La chercheuse d’origine soudanaise ne les encourage pas. « On ne peut pas marcher à travers la frontière albertaine : c’est une dizaine d’heures de marche, il y a des montagnes, de la neige et plus de contrôles. »
Qui migre ? Des réfugiés, des nouveaux arrivants et même des résidents permanents issus de minorités visibles. Certains ont songé à retourner dans leur pays d’origine, une impossibilité pour les réfugiés politiques. Parce que bien des vols pour l’Afrique passent par les États-Unis, d’autres n’osent pas se déplacer, même s’ils ne sont pas originaires des pays visés par le décret antimigratoire de la Maison-Blanche.
Désespérés, ils croient que le Canada est leur meilleur choix et ils étudient la frontière pour trouver les points faibles. Un chauffeur de taxi du Dakota du Nord a déclaré à RadioCanada que les fuyants arrivent en autobus à Grand Forks et lui paient 200 $ pour franchir les 100 km qui les séparent de la frontière manitobaine.
Ces migrants ne savent pas que le US Border Patrol les surveille. « On maintient une présence le long de la frontière, a dévoilé au Winnipeg Free Press le chef patrouilleur pour Grand Forks, Aaron Heitke. On est en contact quotidien avec nos vis-à-vis canadiens pour leur dire qui se dirige vers le nord. On leur fournit une description du groupe et sa position. »
L’agent fédéral affirme que la traversée de la frontière n’a rien d’illégal et que sa mission n’est pas d’intervenir, mais d’assurer la sécurité des réfugiés en cas d’urgence. « Plusieurs viennent de l’Afrique, a noté l’agent. Ils ne sont pas familiers avec le froid brutal d’ici. Notre intention est humanitaire. »
À Winnipeg, le seul centre d’hébergement temporaire pour les réfugiés déborde. Dans un communiqué du 13 février, relate le récent parcours de cinq heures, la nuit, de 21 Somaliens et Djiboutiens, incluant trois jeunes enfants. Le groupe aurait franchi de grandes étendues de neige jusqu’aux genoux, à 20 degrés sous zéro.
L’auteure de plusieurs études sur les défis des immigrants de l’Afrique subsaharienne encourage les chercheurs d’asile à demeurer en sol américain et à s’attacher aux mouvements de résistance.

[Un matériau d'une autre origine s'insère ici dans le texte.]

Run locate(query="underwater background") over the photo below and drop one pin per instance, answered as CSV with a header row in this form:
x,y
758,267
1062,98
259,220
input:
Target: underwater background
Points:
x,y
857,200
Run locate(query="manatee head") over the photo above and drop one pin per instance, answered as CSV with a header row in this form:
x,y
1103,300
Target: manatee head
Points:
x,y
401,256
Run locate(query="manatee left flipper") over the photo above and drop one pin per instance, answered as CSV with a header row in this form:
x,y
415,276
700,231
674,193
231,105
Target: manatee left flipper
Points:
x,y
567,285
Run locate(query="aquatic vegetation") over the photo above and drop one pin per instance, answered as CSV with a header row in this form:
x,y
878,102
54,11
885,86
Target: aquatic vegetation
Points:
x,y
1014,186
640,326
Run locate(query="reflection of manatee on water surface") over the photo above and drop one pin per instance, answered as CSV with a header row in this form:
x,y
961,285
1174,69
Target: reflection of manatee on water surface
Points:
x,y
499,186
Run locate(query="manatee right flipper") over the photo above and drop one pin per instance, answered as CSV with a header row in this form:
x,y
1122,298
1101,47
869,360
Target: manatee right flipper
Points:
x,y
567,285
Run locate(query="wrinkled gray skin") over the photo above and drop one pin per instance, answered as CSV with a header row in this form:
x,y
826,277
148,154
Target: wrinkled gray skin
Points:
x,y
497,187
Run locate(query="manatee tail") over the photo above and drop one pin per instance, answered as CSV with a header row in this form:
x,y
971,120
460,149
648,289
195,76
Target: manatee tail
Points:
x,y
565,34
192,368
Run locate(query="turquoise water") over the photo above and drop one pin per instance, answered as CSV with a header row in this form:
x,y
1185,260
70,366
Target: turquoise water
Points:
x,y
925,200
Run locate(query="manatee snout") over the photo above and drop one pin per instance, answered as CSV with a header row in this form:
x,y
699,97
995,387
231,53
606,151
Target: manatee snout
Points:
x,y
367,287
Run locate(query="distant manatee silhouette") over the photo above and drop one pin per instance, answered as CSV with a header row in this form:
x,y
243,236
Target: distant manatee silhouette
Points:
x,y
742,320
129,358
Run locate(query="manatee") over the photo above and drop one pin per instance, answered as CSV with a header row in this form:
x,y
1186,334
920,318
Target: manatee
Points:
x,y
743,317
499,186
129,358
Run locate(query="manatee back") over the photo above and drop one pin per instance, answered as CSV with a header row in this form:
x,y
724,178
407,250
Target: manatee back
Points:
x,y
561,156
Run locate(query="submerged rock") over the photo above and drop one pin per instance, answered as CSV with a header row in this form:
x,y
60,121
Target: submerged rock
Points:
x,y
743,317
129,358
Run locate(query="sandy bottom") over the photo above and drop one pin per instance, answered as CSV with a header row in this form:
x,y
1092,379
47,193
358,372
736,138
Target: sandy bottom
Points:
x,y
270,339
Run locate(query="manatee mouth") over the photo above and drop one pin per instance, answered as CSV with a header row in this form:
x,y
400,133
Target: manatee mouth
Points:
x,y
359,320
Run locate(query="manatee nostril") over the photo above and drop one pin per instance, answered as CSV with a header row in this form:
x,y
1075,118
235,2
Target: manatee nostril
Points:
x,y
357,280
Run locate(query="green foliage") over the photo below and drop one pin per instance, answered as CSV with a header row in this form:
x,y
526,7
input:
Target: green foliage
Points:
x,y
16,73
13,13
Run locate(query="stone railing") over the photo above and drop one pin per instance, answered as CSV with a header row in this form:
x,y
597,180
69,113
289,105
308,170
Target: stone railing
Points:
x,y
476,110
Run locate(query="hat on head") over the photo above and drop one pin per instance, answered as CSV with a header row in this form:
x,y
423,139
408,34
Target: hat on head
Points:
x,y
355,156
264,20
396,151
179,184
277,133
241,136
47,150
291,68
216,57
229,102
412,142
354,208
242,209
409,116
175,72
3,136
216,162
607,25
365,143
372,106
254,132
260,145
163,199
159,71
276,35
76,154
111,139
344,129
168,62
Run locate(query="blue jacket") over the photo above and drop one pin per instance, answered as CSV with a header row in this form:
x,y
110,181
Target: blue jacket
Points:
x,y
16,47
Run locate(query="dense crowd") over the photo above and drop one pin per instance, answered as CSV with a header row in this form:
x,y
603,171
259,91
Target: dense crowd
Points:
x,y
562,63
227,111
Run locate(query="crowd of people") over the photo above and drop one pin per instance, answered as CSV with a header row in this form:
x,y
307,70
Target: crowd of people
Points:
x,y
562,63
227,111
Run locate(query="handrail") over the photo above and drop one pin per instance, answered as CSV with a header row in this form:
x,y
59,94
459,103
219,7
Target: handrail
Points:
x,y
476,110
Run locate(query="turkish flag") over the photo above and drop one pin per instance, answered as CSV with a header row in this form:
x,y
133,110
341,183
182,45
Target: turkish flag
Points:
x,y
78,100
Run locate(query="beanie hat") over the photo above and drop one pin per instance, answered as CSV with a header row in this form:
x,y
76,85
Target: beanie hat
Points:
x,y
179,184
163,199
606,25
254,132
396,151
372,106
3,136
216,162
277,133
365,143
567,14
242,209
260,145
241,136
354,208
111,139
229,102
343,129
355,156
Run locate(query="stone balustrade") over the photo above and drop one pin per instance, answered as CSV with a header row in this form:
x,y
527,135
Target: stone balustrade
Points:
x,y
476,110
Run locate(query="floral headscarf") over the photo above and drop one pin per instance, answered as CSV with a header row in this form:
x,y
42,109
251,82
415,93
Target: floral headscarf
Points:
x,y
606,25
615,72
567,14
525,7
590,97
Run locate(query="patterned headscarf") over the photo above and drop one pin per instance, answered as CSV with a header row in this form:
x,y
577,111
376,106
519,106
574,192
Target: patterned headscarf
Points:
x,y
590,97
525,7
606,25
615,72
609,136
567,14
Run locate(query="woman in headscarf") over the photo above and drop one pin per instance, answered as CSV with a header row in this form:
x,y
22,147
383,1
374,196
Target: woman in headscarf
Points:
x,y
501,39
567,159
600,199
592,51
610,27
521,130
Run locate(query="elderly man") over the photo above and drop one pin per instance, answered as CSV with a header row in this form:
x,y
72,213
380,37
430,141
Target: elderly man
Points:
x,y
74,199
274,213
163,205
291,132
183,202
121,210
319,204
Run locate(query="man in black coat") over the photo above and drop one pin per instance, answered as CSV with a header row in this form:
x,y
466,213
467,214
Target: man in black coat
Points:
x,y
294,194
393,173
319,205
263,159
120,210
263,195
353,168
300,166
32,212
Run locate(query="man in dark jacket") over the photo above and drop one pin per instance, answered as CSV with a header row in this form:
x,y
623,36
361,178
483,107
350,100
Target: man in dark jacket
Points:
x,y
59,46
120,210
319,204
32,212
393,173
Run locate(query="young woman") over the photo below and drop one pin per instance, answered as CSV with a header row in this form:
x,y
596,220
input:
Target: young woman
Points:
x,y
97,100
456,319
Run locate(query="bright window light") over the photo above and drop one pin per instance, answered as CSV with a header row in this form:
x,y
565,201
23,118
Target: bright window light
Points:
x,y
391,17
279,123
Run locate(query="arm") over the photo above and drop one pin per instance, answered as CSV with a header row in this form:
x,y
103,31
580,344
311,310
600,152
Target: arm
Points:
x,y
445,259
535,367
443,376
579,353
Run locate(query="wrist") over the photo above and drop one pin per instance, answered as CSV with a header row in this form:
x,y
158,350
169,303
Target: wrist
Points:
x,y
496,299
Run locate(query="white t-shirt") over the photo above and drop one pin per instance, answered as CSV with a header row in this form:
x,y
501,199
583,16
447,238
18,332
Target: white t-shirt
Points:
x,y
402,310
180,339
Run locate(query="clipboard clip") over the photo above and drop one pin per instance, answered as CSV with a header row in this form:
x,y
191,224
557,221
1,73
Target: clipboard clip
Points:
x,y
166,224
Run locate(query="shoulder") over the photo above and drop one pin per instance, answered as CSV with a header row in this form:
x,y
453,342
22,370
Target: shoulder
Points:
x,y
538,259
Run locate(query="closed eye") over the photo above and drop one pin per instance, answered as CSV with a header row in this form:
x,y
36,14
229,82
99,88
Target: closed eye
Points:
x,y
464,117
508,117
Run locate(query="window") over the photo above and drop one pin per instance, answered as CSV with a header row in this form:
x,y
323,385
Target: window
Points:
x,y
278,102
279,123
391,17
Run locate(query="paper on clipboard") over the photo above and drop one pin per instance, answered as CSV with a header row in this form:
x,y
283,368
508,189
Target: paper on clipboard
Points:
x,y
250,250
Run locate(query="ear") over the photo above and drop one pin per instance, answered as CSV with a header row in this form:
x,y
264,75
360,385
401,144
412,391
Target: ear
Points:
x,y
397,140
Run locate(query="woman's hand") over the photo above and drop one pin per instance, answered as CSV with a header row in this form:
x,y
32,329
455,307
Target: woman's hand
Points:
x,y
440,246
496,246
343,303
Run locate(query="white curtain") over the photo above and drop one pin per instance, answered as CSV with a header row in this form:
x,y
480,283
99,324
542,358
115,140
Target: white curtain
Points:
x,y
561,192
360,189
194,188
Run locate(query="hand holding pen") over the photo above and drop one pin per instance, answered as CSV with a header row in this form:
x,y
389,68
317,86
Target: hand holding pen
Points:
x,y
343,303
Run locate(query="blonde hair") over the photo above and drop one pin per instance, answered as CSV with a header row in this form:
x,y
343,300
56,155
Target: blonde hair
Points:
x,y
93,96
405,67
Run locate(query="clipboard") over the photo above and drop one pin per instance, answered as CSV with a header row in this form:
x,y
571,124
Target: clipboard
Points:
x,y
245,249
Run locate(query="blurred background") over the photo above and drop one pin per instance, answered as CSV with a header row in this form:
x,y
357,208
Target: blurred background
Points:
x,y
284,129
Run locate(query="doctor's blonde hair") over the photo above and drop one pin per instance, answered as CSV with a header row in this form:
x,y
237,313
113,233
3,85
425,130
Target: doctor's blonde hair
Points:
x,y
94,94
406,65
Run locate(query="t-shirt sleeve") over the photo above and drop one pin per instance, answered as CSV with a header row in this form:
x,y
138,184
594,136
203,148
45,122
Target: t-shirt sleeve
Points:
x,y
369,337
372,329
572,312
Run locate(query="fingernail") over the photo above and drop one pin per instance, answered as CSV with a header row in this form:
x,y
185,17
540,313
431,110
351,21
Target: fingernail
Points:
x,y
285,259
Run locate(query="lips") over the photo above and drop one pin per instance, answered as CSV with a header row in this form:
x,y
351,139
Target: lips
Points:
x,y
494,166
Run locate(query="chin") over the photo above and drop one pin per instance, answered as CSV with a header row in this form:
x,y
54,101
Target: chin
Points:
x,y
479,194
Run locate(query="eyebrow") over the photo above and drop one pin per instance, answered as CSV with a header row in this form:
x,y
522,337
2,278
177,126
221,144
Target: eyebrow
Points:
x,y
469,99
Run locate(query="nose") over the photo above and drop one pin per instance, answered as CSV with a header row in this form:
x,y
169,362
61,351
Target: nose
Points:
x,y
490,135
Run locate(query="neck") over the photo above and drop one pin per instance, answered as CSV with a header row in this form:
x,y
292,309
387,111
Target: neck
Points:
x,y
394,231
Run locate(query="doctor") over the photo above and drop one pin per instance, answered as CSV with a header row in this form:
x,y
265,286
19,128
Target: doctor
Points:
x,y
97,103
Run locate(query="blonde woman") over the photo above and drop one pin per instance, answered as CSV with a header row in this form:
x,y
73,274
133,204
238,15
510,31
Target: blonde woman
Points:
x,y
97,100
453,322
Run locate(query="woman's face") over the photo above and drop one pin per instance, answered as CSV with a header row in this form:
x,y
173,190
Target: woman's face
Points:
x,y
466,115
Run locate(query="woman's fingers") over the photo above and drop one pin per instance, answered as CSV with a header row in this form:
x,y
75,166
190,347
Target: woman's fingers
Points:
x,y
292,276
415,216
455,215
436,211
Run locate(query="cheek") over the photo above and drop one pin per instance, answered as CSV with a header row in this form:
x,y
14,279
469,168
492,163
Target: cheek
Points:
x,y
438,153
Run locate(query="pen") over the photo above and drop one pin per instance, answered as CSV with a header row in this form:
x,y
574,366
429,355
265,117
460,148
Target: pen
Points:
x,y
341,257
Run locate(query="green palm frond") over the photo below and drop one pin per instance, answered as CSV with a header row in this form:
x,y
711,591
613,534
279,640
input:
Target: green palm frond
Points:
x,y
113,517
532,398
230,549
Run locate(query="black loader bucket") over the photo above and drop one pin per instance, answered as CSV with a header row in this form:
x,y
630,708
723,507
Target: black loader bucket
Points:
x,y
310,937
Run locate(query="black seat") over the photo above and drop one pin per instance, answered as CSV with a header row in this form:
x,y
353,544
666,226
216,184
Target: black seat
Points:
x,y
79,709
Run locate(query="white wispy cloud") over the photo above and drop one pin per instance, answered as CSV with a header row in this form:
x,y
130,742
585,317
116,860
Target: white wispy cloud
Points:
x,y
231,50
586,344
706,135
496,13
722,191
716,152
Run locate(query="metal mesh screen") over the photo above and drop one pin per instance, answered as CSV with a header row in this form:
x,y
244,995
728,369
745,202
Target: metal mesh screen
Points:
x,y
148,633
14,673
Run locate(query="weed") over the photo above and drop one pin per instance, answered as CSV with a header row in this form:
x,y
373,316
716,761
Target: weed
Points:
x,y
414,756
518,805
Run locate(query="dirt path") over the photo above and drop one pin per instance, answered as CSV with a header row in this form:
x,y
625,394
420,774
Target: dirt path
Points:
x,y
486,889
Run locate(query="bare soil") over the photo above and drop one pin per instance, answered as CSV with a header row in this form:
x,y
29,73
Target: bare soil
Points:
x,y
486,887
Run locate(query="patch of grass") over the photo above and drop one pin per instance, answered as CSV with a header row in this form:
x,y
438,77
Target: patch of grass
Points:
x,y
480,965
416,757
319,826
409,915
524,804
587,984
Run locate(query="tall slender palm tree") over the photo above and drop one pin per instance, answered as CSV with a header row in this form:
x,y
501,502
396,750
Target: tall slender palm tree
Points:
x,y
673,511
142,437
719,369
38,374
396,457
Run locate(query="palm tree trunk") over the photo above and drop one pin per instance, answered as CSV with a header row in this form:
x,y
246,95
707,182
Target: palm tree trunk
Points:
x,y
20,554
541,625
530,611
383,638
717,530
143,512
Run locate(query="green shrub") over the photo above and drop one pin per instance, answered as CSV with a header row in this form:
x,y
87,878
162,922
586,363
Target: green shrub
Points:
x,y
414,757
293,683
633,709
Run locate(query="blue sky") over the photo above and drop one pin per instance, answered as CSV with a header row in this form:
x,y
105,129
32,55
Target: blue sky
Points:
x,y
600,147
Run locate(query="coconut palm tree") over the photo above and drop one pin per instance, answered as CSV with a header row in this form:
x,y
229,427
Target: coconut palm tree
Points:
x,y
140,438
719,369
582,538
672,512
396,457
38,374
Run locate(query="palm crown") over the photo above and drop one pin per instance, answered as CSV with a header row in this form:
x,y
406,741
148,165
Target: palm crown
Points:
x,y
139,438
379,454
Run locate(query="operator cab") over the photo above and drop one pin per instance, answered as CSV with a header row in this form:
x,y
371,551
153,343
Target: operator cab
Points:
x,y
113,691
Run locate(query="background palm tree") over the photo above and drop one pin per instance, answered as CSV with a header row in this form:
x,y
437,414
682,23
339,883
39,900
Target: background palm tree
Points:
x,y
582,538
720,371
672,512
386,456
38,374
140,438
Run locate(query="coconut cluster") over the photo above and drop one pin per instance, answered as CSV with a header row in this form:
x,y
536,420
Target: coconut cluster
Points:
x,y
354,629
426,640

Le Canada n’est pas une panacée, selon Amal Madibbo, malgré sa réputation de société accueillante. « On a vécu une montée de haine et de discrimination depuis l’élection américaine. Même avant l’incident de la Mosquée de Québec, il y avait plus d’affiches et des slogans haineux contre les musulmans, les juifs, les Noirs et autres minorités visibles, contre les femmes aussi. »
La persécution frappe également ceux et celles qui sont nés au Canada. Selon la sociologue, il faut arrêter de faire la différence entre les immigrants et les citoyens : tous sont chez eux.
Que peuvent faire les Canadiens ? « Une merveilleuse solidarité a été exprimée à la suite de l’attaque dans la mosquée, par les politiciens et la société civile. On a reçu le message très fort qu’on ne tolère pas l’intolérance. On est donc rassuré. »
Amal Madibbo croit que les minorités visibles, en particulier les musulmans, ont grandement besoin qu’on les accueille et qu’on leur offre notre protection. Elle encourage les citoyens à visiter les mosquées, à établir des liens avec les musulmans et à s’informer sur l’Islam.